Zudem weist die Nationale Armutskonferenz darauf hin, dass vier von fünf Niedriglohnbeschäftigten eine Berufsausbildung oder einen Hochschulabschluss vorweisen könnten. Die Aufstiegsmöglichkeiten aus dem Niedriglohnsektor seien begrenzt. Kurze Zeiten prekärer Beschäftigung wechselten sich immer häufiger mit Perioden der Arbeitslosigkeit ab.

Die Autoren forderten flächendeckend gesetzliche Mindestlöhne, um die Altersarmut zu bekämpfen. "Mini-Löhne heute führen zu Mini-Renten morgen", lautet eine der Feststellungen der Gemeinschaft von Verbänden der Freien Wohlfahrtspflege, der Kirchen, des Deutschen Gewerkschaftsbunds (DGB) und anderer Initiativen. Letztendlich schütze nur eine gesetzliche Mindestrente effektiv vor Altersarmut.

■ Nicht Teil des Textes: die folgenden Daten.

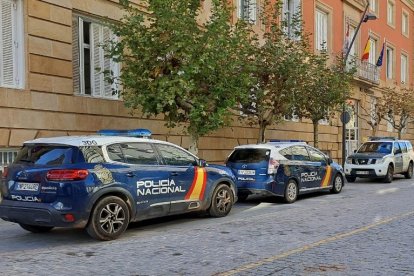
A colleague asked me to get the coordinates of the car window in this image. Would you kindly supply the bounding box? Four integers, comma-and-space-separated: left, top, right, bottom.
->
292, 146, 310, 161
79, 146, 105, 163
394, 142, 401, 154
279, 147, 293, 160
398, 142, 407, 153
106, 144, 125, 162
119, 143, 158, 165
157, 144, 197, 166
15, 145, 83, 165
307, 147, 326, 162
358, 142, 392, 154
228, 149, 270, 163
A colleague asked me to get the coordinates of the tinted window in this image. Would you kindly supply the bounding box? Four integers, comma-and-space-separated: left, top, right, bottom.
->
358, 142, 392, 154
120, 143, 158, 165
398, 142, 407, 153
106, 144, 124, 162
292, 146, 310, 161
15, 145, 83, 165
308, 147, 326, 162
229, 149, 270, 163
157, 144, 197, 166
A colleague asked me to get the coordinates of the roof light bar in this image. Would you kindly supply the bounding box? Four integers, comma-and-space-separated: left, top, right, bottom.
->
97, 128, 152, 138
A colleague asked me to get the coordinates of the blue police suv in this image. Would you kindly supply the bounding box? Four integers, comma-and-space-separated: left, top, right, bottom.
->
0, 131, 237, 240
226, 140, 344, 203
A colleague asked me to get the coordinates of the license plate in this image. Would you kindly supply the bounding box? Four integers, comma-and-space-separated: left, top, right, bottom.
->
239, 170, 256, 175
356, 171, 369, 174
16, 182, 39, 192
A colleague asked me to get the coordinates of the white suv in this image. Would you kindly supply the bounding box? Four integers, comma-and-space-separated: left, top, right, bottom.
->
345, 137, 414, 183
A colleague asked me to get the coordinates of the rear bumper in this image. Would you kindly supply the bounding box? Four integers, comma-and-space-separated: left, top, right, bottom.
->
0, 199, 87, 228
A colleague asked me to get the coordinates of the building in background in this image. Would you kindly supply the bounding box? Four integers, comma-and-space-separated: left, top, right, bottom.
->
0, 0, 414, 171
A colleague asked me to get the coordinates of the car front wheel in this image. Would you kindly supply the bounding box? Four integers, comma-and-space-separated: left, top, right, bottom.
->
86, 196, 130, 241
331, 174, 344, 194
208, 184, 234, 217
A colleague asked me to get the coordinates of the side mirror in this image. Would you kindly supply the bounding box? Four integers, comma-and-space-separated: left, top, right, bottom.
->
198, 159, 207, 168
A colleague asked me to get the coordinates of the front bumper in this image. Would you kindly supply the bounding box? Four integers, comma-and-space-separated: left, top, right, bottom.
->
344, 163, 388, 178
0, 199, 87, 228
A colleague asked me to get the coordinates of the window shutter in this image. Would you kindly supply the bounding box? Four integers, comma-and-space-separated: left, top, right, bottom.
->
91, 23, 104, 97
72, 16, 81, 94
0, 0, 14, 86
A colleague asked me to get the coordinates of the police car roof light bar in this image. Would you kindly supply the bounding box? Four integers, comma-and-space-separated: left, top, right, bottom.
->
97, 128, 152, 138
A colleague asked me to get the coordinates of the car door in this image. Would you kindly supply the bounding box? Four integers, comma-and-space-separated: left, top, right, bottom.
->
155, 143, 201, 214
394, 142, 404, 173
306, 146, 332, 189
107, 143, 170, 220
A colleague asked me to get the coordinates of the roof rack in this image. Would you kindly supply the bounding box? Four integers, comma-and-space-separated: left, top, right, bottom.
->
368, 136, 398, 141
97, 128, 152, 138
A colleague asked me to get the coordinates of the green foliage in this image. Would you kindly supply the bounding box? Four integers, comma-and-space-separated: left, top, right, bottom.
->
107, 0, 251, 149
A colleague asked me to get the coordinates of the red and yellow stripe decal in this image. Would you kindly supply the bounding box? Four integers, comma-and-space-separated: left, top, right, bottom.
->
185, 168, 207, 200
321, 166, 332, 188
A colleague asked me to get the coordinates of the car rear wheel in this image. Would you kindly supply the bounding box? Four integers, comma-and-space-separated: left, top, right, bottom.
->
284, 180, 298, 203
208, 184, 234, 217
404, 162, 413, 179
86, 196, 130, 241
346, 176, 356, 183
384, 164, 394, 183
19, 223, 53, 233
331, 174, 344, 194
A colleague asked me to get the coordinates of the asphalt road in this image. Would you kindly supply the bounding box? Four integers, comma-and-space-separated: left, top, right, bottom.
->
0, 178, 414, 275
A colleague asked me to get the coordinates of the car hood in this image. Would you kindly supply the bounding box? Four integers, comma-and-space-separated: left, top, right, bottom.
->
348, 152, 389, 158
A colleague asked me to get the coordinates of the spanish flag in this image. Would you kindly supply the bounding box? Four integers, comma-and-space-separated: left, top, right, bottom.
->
361, 38, 371, 61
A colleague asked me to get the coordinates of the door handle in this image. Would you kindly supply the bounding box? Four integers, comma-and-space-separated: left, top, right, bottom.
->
126, 172, 135, 177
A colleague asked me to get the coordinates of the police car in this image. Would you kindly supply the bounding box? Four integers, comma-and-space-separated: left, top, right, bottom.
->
0, 130, 237, 240
226, 140, 344, 203
345, 137, 414, 183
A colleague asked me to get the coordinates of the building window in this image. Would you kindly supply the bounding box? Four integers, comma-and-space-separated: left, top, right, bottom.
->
401, 54, 408, 84
0, 0, 24, 88
401, 11, 410, 36
387, 0, 395, 27
315, 9, 329, 51
73, 17, 119, 99
368, 37, 377, 64
0, 148, 19, 171
238, 0, 257, 24
386, 47, 394, 79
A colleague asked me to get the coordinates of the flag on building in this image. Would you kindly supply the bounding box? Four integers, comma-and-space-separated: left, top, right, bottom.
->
377, 40, 385, 67
361, 37, 371, 61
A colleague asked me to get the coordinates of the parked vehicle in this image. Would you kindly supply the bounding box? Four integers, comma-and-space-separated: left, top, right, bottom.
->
345, 137, 414, 183
226, 140, 344, 203
0, 131, 237, 240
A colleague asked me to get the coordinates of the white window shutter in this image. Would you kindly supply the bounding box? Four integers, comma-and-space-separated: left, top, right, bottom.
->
0, 0, 14, 87
91, 23, 104, 97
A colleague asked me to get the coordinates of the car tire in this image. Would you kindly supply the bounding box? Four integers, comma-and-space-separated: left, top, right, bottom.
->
346, 176, 356, 183
384, 164, 394, 183
208, 184, 234, 218
331, 174, 344, 194
19, 223, 53, 233
86, 196, 130, 241
404, 162, 413, 179
284, 179, 299, 203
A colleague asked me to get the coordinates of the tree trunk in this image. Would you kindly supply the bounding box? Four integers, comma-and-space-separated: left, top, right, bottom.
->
188, 135, 198, 156
312, 120, 319, 148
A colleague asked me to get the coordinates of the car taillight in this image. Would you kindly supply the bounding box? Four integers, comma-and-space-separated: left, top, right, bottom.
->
267, 158, 279, 174
46, 170, 89, 181
1, 167, 9, 178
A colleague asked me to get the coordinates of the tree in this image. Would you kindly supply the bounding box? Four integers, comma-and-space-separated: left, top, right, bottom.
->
381, 87, 414, 139
107, 0, 252, 153
239, 1, 309, 143
294, 52, 355, 147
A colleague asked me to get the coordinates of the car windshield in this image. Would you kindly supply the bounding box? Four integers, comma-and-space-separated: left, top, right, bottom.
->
358, 142, 392, 154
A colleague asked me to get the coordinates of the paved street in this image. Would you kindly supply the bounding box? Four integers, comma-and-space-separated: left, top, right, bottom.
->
0, 178, 414, 275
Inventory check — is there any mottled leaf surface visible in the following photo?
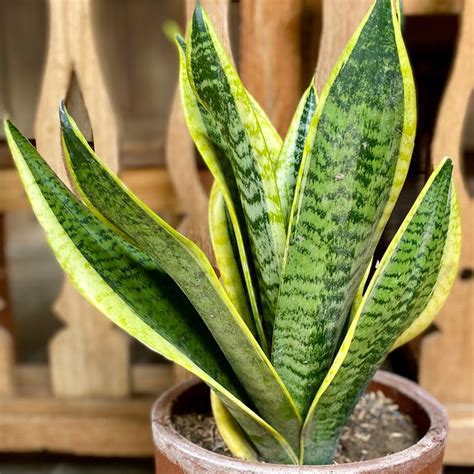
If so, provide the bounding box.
[177,37,268,352]
[272,0,416,415]
[60,108,300,449]
[276,83,317,225]
[302,160,459,464]
[5,118,297,463]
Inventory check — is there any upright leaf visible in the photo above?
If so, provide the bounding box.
[272,0,416,415]
[302,160,460,464]
[177,37,268,353]
[187,5,286,334]
[209,182,255,334]
[276,82,317,225]
[60,107,300,449]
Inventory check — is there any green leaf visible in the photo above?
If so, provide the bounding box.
[60,106,300,449]
[177,37,268,353]
[302,160,460,464]
[5,117,295,463]
[209,181,256,335]
[276,81,317,225]
[349,258,374,323]
[187,5,286,335]
[211,391,258,461]
[272,0,416,416]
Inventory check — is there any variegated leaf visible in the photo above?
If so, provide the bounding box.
[272,0,416,415]
[187,5,286,334]
[211,391,258,461]
[209,181,255,334]
[302,160,460,464]
[60,106,301,449]
[276,82,317,225]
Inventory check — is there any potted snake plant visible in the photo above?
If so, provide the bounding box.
[5,0,460,472]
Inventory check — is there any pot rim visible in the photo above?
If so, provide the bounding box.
[151,370,448,473]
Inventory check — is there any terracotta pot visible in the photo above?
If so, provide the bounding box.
[152,371,448,474]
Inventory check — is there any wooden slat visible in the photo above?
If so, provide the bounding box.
[0,363,173,457]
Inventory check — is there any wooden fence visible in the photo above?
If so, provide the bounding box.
[0,0,474,464]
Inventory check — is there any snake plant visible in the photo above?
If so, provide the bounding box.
[5,0,460,464]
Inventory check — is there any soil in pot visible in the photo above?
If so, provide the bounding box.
[173,391,420,464]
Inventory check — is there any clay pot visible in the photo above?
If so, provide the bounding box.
[152,371,448,474]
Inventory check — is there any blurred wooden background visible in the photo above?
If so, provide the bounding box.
[0,0,474,464]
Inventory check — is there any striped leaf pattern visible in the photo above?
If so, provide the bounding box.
[276,82,317,226]
[5,0,460,464]
[5,116,297,464]
[187,5,286,334]
[60,106,300,449]
[209,182,256,334]
[302,160,460,464]
[177,37,268,352]
[272,0,416,415]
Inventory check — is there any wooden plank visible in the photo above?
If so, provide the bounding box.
[0,213,15,395]
[403,0,462,15]
[14,362,173,396]
[0,398,154,457]
[239,0,306,135]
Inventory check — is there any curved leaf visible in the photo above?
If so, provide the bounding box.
[187,4,286,334]
[302,160,459,464]
[5,117,295,463]
[349,258,374,322]
[276,81,317,225]
[272,0,416,415]
[60,106,300,449]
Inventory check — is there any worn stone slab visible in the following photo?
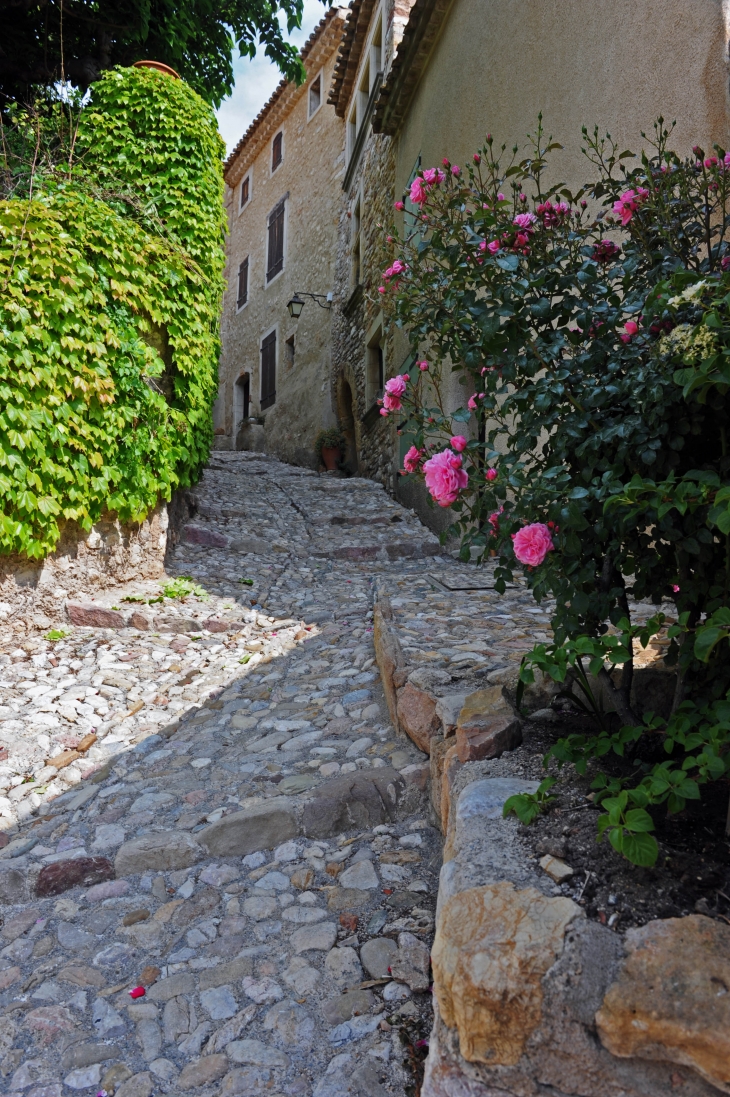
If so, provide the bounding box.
[302,766,405,838]
[198,796,300,857]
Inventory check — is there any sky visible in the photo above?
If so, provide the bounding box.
[211,0,325,152]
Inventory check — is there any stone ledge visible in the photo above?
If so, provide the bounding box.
[422,765,730,1097]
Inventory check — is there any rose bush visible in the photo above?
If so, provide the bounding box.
[382,120,730,864]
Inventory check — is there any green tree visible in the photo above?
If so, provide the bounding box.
[0,0,330,106]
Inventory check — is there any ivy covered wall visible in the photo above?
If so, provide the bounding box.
[0,68,224,557]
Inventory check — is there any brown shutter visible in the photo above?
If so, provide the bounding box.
[236,257,248,308]
[271,133,283,171]
[261,331,277,410]
[266,200,285,282]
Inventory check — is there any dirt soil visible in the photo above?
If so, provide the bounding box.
[505,712,730,930]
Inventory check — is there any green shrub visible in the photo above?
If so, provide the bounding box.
[0,69,224,557]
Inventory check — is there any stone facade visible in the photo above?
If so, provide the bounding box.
[329,0,412,491]
[214,8,344,466]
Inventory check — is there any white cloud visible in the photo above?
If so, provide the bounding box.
[216,0,326,152]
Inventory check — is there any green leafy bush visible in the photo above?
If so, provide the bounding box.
[381,120,730,864]
[0,69,224,557]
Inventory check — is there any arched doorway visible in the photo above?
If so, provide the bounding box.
[238,373,251,449]
[337,378,358,475]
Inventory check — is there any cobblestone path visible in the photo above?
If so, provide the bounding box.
[0,454,457,1097]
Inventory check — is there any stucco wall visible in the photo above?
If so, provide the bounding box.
[396,0,728,199]
[215,28,344,465]
[393,0,730,528]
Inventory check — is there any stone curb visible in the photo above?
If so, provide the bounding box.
[373,587,730,1097]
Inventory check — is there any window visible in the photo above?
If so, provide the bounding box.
[271,129,284,171]
[238,174,251,210]
[310,73,322,117]
[347,8,383,160]
[266,199,287,282]
[261,331,277,411]
[352,199,362,286]
[236,256,248,308]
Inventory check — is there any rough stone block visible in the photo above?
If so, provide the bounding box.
[126,610,153,631]
[182,525,228,549]
[457,686,515,727]
[198,796,299,857]
[596,915,730,1093]
[439,739,463,834]
[66,602,125,629]
[115,830,205,883]
[300,766,405,838]
[457,715,523,762]
[397,682,441,754]
[431,881,584,1066]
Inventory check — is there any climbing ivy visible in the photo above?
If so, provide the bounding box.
[0,69,224,557]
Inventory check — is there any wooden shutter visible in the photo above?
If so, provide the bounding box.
[236,256,248,308]
[266,200,285,282]
[271,133,284,171]
[261,331,277,410]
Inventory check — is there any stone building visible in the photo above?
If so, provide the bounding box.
[328,0,413,482]
[214,8,346,465]
[364,0,730,528]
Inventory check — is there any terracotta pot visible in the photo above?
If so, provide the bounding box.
[322,445,342,473]
[133,61,180,80]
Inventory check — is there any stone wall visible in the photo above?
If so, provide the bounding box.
[0,505,169,635]
[373,589,730,1097]
[214,9,344,467]
[332,0,413,493]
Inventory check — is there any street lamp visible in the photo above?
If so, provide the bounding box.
[287,290,333,320]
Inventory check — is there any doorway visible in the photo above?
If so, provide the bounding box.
[338,380,358,476]
[238,373,251,449]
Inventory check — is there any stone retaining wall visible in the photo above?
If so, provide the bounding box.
[0,505,169,633]
[373,591,730,1097]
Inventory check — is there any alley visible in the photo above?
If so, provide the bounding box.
[0,453,478,1097]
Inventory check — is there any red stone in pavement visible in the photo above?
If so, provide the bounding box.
[35,857,114,897]
[66,602,124,629]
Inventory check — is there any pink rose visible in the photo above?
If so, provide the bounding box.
[614,186,649,227]
[620,320,639,342]
[512,213,537,233]
[424,450,469,507]
[385,374,407,397]
[411,176,428,205]
[403,445,426,473]
[512,522,555,567]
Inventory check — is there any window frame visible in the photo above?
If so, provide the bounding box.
[306,68,325,122]
[259,324,279,411]
[269,128,284,176]
[238,168,254,214]
[263,192,289,290]
[236,255,251,314]
[345,0,385,163]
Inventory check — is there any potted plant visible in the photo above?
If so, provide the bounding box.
[314,427,345,473]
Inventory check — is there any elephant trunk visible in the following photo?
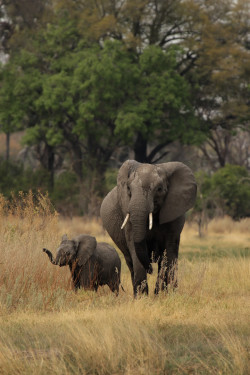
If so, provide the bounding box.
[43,248,57,265]
[129,197,153,243]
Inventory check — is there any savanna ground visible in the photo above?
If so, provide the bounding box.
[0,194,250,375]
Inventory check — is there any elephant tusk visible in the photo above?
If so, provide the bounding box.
[149,212,153,230]
[121,214,129,229]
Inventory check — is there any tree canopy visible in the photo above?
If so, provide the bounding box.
[0,0,250,214]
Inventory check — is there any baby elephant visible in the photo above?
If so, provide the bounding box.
[43,234,121,295]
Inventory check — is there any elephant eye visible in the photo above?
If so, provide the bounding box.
[127,185,131,198]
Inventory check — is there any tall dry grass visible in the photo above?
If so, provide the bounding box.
[0,193,250,375]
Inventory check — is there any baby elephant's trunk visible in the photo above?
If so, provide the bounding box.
[43,248,56,264]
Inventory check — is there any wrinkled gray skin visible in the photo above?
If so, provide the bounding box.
[101,160,197,296]
[43,234,121,295]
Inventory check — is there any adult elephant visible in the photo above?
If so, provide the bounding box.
[101,160,197,296]
[43,234,121,295]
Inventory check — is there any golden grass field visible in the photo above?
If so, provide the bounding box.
[0,194,250,375]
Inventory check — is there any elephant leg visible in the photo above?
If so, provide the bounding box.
[155,233,180,294]
[131,248,148,297]
[108,277,120,296]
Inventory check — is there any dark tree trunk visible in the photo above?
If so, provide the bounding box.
[134,132,147,163]
[48,145,55,191]
[5,133,10,162]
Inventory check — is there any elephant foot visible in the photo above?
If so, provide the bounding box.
[134,280,148,298]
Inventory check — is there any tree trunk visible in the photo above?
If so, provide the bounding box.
[133,132,147,163]
[48,145,55,191]
[5,133,10,162]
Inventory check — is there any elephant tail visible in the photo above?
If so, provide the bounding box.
[120,284,126,293]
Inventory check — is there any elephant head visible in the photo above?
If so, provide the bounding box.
[43,235,97,267]
[117,160,196,245]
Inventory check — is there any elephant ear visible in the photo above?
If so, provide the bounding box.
[117,160,141,217]
[158,162,197,224]
[73,234,97,266]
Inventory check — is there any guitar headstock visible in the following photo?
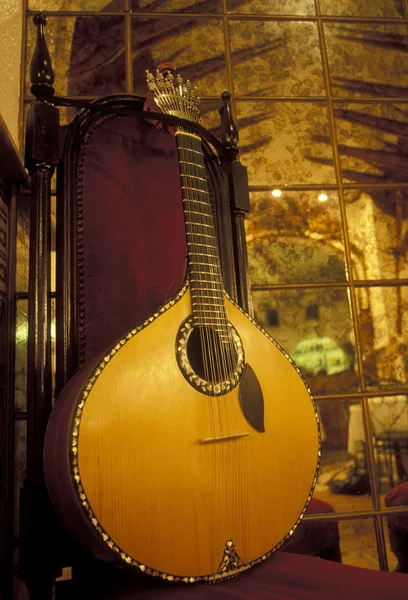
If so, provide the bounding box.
[146,64,201,123]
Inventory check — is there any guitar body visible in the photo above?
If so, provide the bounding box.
[45,282,320,581]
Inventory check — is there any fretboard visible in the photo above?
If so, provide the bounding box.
[176,130,228,335]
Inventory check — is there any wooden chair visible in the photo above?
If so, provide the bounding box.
[20,11,405,600]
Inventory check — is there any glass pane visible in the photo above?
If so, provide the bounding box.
[26,16,126,96]
[314,400,372,512]
[360,395,408,492]
[356,287,408,389]
[383,514,408,573]
[230,20,325,96]
[246,189,346,284]
[324,22,408,96]
[131,0,222,14]
[319,0,405,18]
[16,203,30,292]
[253,288,358,394]
[132,18,227,97]
[227,0,315,15]
[28,0,125,12]
[335,103,408,183]
[345,189,408,280]
[339,516,380,570]
[13,421,27,538]
[237,102,335,186]
[14,300,28,411]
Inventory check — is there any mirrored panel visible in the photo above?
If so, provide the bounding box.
[28,0,126,12]
[324,22,408,96]
[14,300,28,411]
[13,421,27,539]
[132,17,227,97]
[319,0,405,19]
[16,203,30,292]
[313,399,372,513]
[227,0,315,15]
[364,394,408,496]
[229,19,325,97]
[334,102,408,183]
[339,519,380,570]
[130,0,223,14]
[253,288,358,394]
[383,514,408,574]
[246,188,346,284]
[26,16,126,97]
[237,101,335,186]
[356,287,408,390]
[344,188,408,280]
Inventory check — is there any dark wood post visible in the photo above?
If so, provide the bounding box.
[20,14,59,600]
[220,92,253,315]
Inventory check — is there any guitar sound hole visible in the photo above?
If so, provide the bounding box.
[187,327,238,384]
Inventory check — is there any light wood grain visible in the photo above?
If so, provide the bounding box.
[78,291,319,576]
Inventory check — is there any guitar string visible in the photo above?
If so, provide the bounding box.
[181,129,222,568]
[151,76,243,572]
[180,129,240,560]
[178,126,236,564]
[185,122,244,564]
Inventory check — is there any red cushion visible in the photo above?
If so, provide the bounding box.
[109,553,408,600]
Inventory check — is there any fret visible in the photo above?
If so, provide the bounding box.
[184,213,212,227]
[192,251,218,262]
[181,185,210,196]
[172,129,230,328]
[192,302,224,314]
[188,260,222,275]
[180,173,207,183]
[179,160,205,169]
[194,317,229,334]
[191,288,224,304]
[175,129,201,142]
[191,308,226,319]
[190,273,224,291]
[183,198,210,207]
[178,146,203,156]
[185,221,214,229]
[187,231,218,240]
[187,242,218,250]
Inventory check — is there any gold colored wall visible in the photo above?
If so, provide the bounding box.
[0,0,23,147]
[14,0,408,580]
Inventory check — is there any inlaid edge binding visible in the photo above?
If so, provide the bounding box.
[69,279,321,583]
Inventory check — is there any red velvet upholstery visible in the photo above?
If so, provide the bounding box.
[81,117,186,361]
[280,498,341,562]
[57,552,408,600]
[58,111,408,600]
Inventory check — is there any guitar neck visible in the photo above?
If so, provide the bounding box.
[176,130,228,333]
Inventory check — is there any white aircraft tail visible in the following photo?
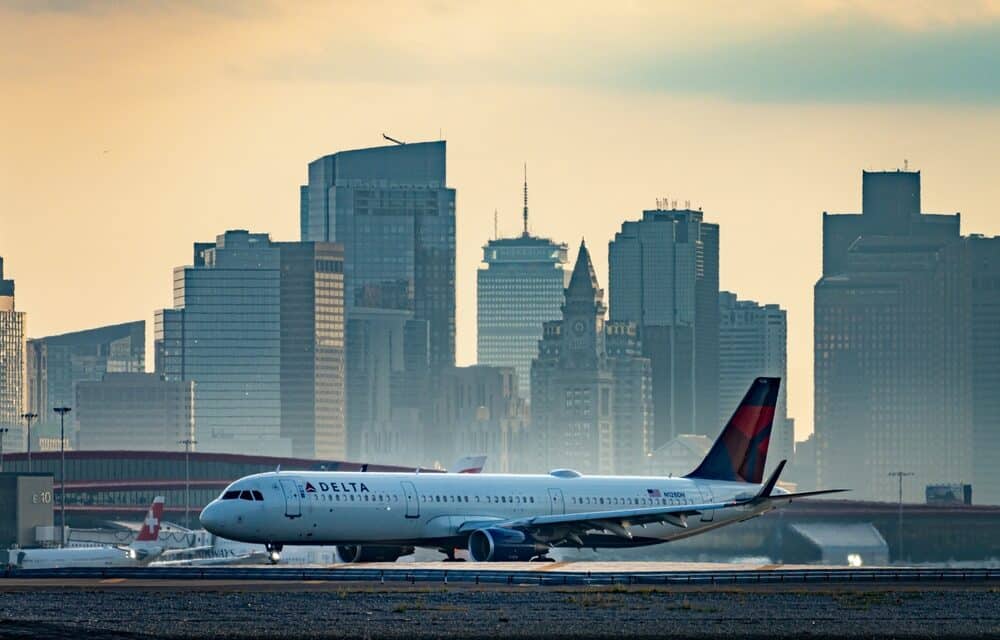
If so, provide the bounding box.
[448,456,486,473]
[135,496,165,542]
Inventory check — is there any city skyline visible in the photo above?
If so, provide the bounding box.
[0,3,1000,438]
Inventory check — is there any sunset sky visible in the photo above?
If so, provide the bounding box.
[0,0,1000,439]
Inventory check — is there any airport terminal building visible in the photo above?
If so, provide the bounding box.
[4,444,430,528]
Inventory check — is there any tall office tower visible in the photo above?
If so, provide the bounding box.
[433,365,538,473]
[300,140,455,371]
[476,181,569,400]
[73,373,197,451]
[814,171,972,501]
[0,258,27,451]
[531,243,650,473]
[965,235,1000,504]
[719,291,792,473]
[28,320,146,450]
[347,308,430,464]
[156,230,347,458]
[608,209,719,447]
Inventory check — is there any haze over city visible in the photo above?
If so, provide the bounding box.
[0,2,1000,439]
[0,0,1000,640]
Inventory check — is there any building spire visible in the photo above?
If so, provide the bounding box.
[521,162,528,238]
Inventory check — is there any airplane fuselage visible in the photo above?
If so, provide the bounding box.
[195,471,771,548]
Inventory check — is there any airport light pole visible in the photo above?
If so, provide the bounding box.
[889,471,913,560]
[177,438,198,529]
[21,411,38,473]
[52,407,73,547]
[0,427,10,473]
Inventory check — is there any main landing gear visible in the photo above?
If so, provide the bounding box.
[438,547,465,562]
[264,542,282,564]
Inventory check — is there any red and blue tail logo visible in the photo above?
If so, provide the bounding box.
[687,378,781,484]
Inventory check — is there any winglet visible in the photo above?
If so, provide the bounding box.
[754,460,788,500]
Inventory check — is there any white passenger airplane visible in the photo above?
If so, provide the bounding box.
[11,496,170,569]
[201,378,843,562]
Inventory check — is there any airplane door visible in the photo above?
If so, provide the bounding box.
[549,489,566,516]
[698,486,715,522]
[400,482,420,518]
[279,478,302,518]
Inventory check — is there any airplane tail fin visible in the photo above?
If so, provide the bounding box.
[687,378,781,484]
[135,496,164,542]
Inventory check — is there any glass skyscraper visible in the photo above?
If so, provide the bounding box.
[156,230,347,458]
[608,209,719,447]
[719,291,795,476]
[476,189,569,400]
[813,171,973,502]
[28,320,146,443]
[300,140,455,371]
[0,258,27,451]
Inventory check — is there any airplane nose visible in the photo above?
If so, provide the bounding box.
[198,502,222,535]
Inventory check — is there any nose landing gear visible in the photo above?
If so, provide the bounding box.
[264,543,282,564]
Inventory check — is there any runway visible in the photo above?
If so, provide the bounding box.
[0,562,1000,591]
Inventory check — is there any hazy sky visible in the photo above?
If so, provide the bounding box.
[0,0,1000,438]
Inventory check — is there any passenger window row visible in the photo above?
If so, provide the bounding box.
[313,493,399,503]
[420,494,535,504]
[222,489,264,502]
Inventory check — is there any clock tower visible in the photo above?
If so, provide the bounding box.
[560,241,607,369]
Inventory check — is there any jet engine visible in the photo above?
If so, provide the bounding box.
[469,527,549,562]
[337,544,413,562]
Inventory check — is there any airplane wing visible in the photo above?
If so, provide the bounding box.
[459,460,846,544]
[150,551,268,567]
[157,544,212,558]
[448,456,486,473]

Kritik an geschöntem Bericht der Regierung

Der Schattenbericht der Nationalen Armutskonferenz ist nicht neu - er stammt aus dem Oktober dieses Jahres -, dennoch stellten ihn die Autoren noch einmal vor. Im Januar will das Kabinett von Kanzlerin Angela Merkel dann den vierten "Armuts- und Reichtumsbericht der Bundesregierung" verabschieden.

Ein Entwurf des Papiers, den das Arbeitsministerium von Ursula von der Leyen (CDU) erarbeitet hatte, war bereits im September an die Öffentlichkeit gelangt. In diesem waren Einkommensunterschiede und die Lohnentwicklung in Deutschland kritisch bewertet worden. FDP-Chef und Bundeswirtschaftsminister Philipp Rösler reagierte wenig erfreut und ließ verlauten, dass der Bericht nicht "der Meinung der Bundesregierung" entspreche. Die Liberalen störte vor allem die Aussage, dass die Spaltung der Gesellschaft in Arme und Reiche größer werde.

In einer überarbeiteten Fassung vom 21. November fehlten dann teils kritische Fakten und Interpretationen. Die Nationale Armutskonferenz und die Opposition warfen der Regierung daraufhin vor, den Bericht geschönt zu haben. Thomas Beyer, Sprecher der Nationalen Armutskonferenz, erkärte: "Bundeskanzlerin Angela Merkel und Bundeswirtschaftsminister Philipp Rösler ertragen es nicht, dass Ergebnisse ihrer Politik offensichtlich werden."

Die von ihnen mitgeschaffene Realität sei nun einmal die, dass die Einkommen der Reichen stiegen, während die der Armen sänken.